Si rigira verso la finestra e i che li vede: due occhi verdi, così intenso da ricordargli il mare su cui spesso vola. Lo guardano attraverso le sbarre, in un misto di sgomento e terrore. Lo fissano, affascinati. Quando notano che anche il drago li ha visti, si chiudono e il loro proprietario scappa via. Non una mossa per liberarlo, non una parola. Anche loro, anche quegli occhi verdi così rari per gli umani, appartenevano ad un nemico da uccidere.

I suoi occhi, color del fuoco, bruciano giurando vendetta. Il fuoco che deve trattenere dentro di sé per ordine del vecchio freme per esplodere. Il vecchio, ma anche questo ragazzo dagli occhi verdi e curiosi, anche lui sarebbe morto per mano sua.

 

 

 

I dettagli erano nitidi nella sua testa, quegli occhi, quell’odio e quella curiosità. L’aveva visto per la prima volta lì.

Si svegliò di soprassalto. Non si era accorto di essersi addormentato. Era di nuovo notte, il Solstizio era di un giorno più vicino.





Capitolo 31

Hago si sedette, appoggiando la schiena alle zampe posteriori di Gyonnareth.

Diede un morso al pane rappreso che aveva con sé, ma non iniziò a masticare subito. Lasciò che si ammorbidisse con la saliva, poi deglutì. Il vento dei Territori soffiava, annaspando fra le cime degli alberi del Bosco Nuovo. Non era intenso, ma il suo rumore rimbombava nelle orecchie.

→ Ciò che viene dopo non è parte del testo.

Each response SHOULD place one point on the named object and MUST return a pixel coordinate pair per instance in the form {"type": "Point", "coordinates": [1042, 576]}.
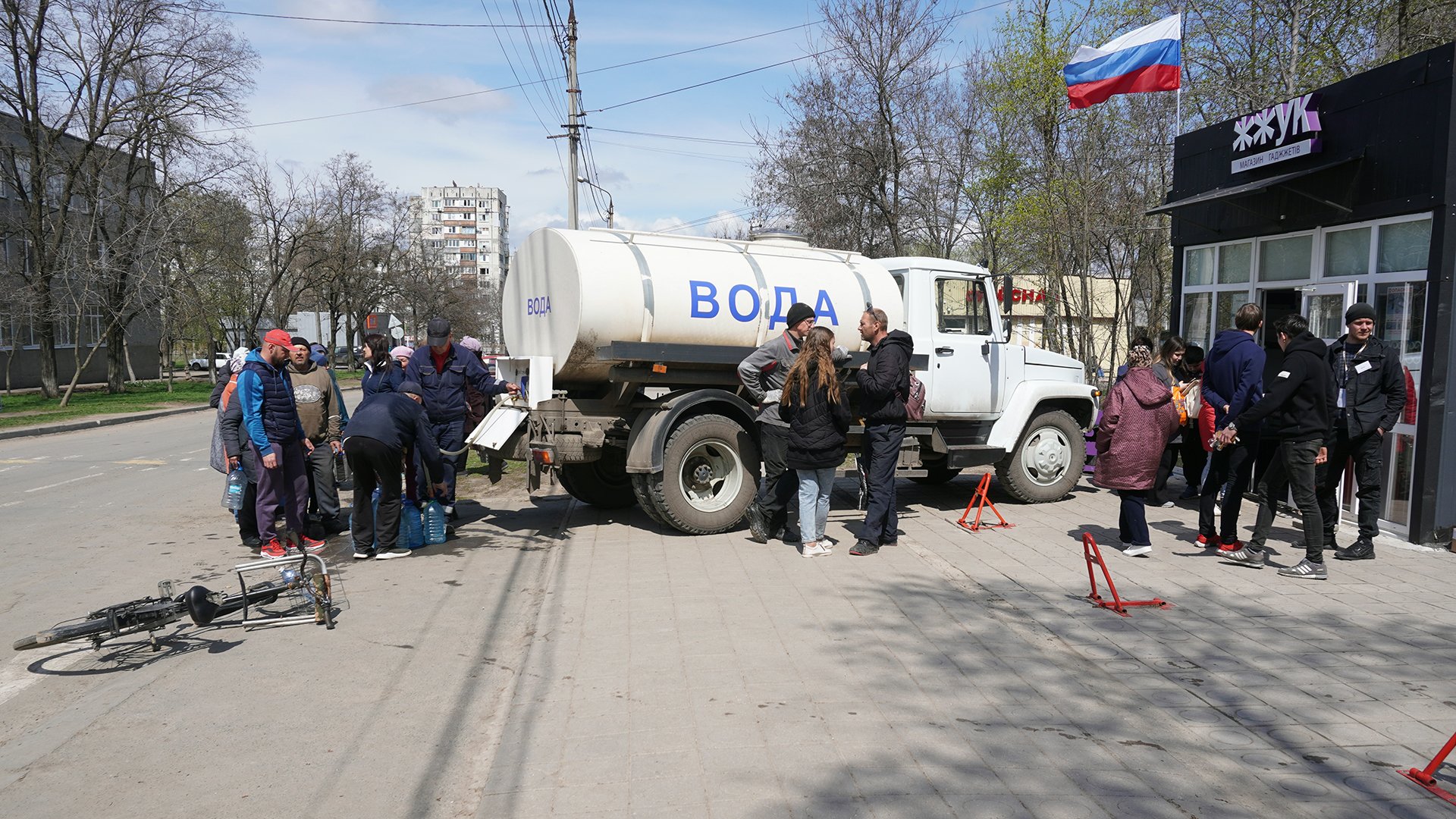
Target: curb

Le orecchie dell’alchimista erano lievemente asimmetriche: la sinistra, che avrebbe dovuto portare l’orecchino che definiva l’appartenenza alla sua classe, era per metà mozzata. L’orecchino gli era stato legato alla restante parte del padiglione, ma da quando aveva perso il suo orecchio Hago non aveva mai mostrato i monili del suo potere. La sua vanità glielo impediva. Ora che anche sul viso portava i segni del suo operato, ora che Gyonnareth gli aveva lasciato una cicatrice indelebile, l’Alchimista era stato obbligato a scendere a compromessi con sé stesso.

“Dovrei fartela pagare, questa cicatrice” disse l’uomo al drago, toccandosi la faccia. Il drago non rispose, né aprì gli occhi continuando apparentemente a dormire. Hago sapeva che nessun drago dorme.

Aveva male quando masticava, la guancia era ancora dolente. Ma l’aveva avuta vinta lui, contro il drago. Ora lui possedeva i due cerchi di ferro che legavano Gyonnareth al suo volere.

Di nuovo il vento soffiò, di nuovo sembrò ululare, riempiendo il cielo del suo alito.

“Il Sole sta tramontando”. Il sole era alto in cielo, era poco dopo mezzogiorno. Ma non era questo che Gyonnareth intendeva.

Fu Hago questa volta a non rispondere. Non subito.

“Alem avrebbe dato qualunque cosa per vedere questi ultimi raggi di Sole” sospirò “ma la legge per gli umani è impietosa. La legge della natura: nessuno può vedere il Sorgere di due Soli. Così come nessuno può vederne il Tramonto. Alem aveva visto il tramonto della Prima Età. Il Sole sta tramontando una seconda volta.”

Il pensiero del maestro non lo lasciava in pace, ultimamemente. Il vecchio continuava a ritornare  nella sua testa. Più si avvicinava ad Irìyas, più la figura del vecchio maestro lo tormentava.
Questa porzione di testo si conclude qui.